Seufzend betrachtete er den Waldboden: „Natürlich könnte ich es. Doch man sagt, dass Heilsteine mit Energie aufladbar sind und ich glaube, er hatte mich schon viel zu viele Jahre begleitet. Der dunkelblaue Stein wirkt auf die Seele. Er gibt Ruhe und Kraft und er steht auch für Aufrichtigkeit.“

Das war ein unerlaubter Tiefschlag! Ich holte verhalten Luft. Konnte mir jetzt irgendwer sagen, wie ich aus dieser Situation wieder rauskommen sollte? Wie wär es mit einer gedanklichen Tür? Vielleicht könnte ich den Stein in einem unbeobachteten Moment einfach fallen lassen und dann finden? Huch, was haben wir denn da, oder so? Warum war es alles so, wie es jetzt war? Ich wollte eigentlich einen besinnlichen Start in den Tag, ganz allein für mich! Innerlich stockte etwas in mir: War ich wahnsinnig? Was mischte ich mich in ein anderes Leben, indem ich ihm etwas vorenthielt, was ihm eindeutig gehörte? Was würde ich an seiner Stelle von mir erwarten? Ich bin doch kein kleines Mädchen mehr! Ich konnte so sein, wie ich es mir von mir selbst wünschte. Den Mann würde ich nie wieder sehen.

Ich stellte mich gerade hin und schaute ihm in die Augen: „Bitte entschuldigen sie. Ich …“, warum war das so schwer? Ich meine ehrlich gerade heraus etwas klarstellen?

„Hier ist der Stein. Ich wollte ihn behalten, da sie mir meinen Baum genommen haben. Ich dachte, er gehöre mir ganz allein.“

Ich senkte meinen Kopf. Die Situation war mir peinlich, doch trotzdem fühlte ich mich gut. Die Welt war wieder geradegerückt.

Mein Gegenüber trat nah an mich heran. Sein Lächeln umrahmte seine Augen. Er hielt meine Hand, öffnete sie, betrachtete den Stein und nahm ihn. Ich konnte seine Freude spüren. Er strahlte fast aus sich heraus und ich fühlte mich noch schlechter, dass ich überhaupt daran gedacht hatte, den Stein zu behalten.

Er berührte kurz meinen Ellenbogen und zog mich wieder mit zum Baum.

„Bäume gehören niemanden, genauso wenig wie wir einem anderen gehören. Wir gehören uns selbst.“

Nachdenklich betrachtete er mein Gesicht und fügte hinzu:

„Wir können aber eine Weile aufeinander Acht geben und dies Gefühl der Verbundenheit genießen.“

Er lächelte und mit einem breiten Grinsen klopfte er mir auf die Schulter.

„Ich sehe dich jeden Morgen zum Baum gehen. Ich bin der alte Förster, der am Waldeingang lebt.
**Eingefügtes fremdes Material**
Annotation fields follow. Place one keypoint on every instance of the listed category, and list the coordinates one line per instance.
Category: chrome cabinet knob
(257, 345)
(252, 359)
Ich freue mich darüber, dass jemand meine Liebe zum Wald teilt.“

Mit winkender Hand drehte er sich um, hob die Äste der Büsche und wollte gerade verschwinden, als mir dann doch etwas auf der Zunge brannte:

„Entschuldigung, eine Frage hätte ich noch … wie konnten sie so sicher sein, dass sie den Stein genau hier verloren haben?“

Verschmitzt drehte er sich um, zwinkerte mit seinem rechten Auge und meinte:

„Weil ich ihn dort hingelegt hatte!“


Anm. z. Titel:

Der Wald ist eine Gemeinschaft. Gegenseitige Hilfe und Informationsweitergabe zwischen den Bäumen und Sträuchern ist eine Selbstverständlichkeit, um ein Überleben zu sichern. So einfach und schön kann Leben sein.

Anm. z. Text:

Jedes uns widerfahrende Ereignis und sei es noch so klein, birgt sein Geheimnis. Es ist da, wie die Sonne mit ihren geheimnisvollen Stürmen oder der Erdmittelpunkt mit seinen magischen Fähigkeiten. Es obliegt uns ganz allein, was wir damit machen. Wenn wir ein Ü-Ei geschenkt bekommen, dann gibt es darauf unterschiedliche Reaktionen: Die einen genießen die Schokolade und spielen unbeobachtet selbstvergessen auf ihrem Knie mit einem Spielzeug, das in seiner Einfachheit bezaubert. Andere verschenken es samt und sonders weiter und geben dem Kleinen keinerlei Beachtung. Wiederum andere werfen es als Tand in den Mülleimer, weil sie sich dem entwachsen fühlen. Selbst die eigentlich immerwährende Neugier vermochte dann nicht mehr darauf einen Hinweis zu verschenken, da sie schon lange durch den Alltag erstickt war. Wir haben die Wahl!

Warum manchmal merkwürdige Dinge geschehen, kann ich einfach nicht sagen, aber ich bin mir ganz sicher, dass sie dafür da sind, um etwas zu verändern. Uns!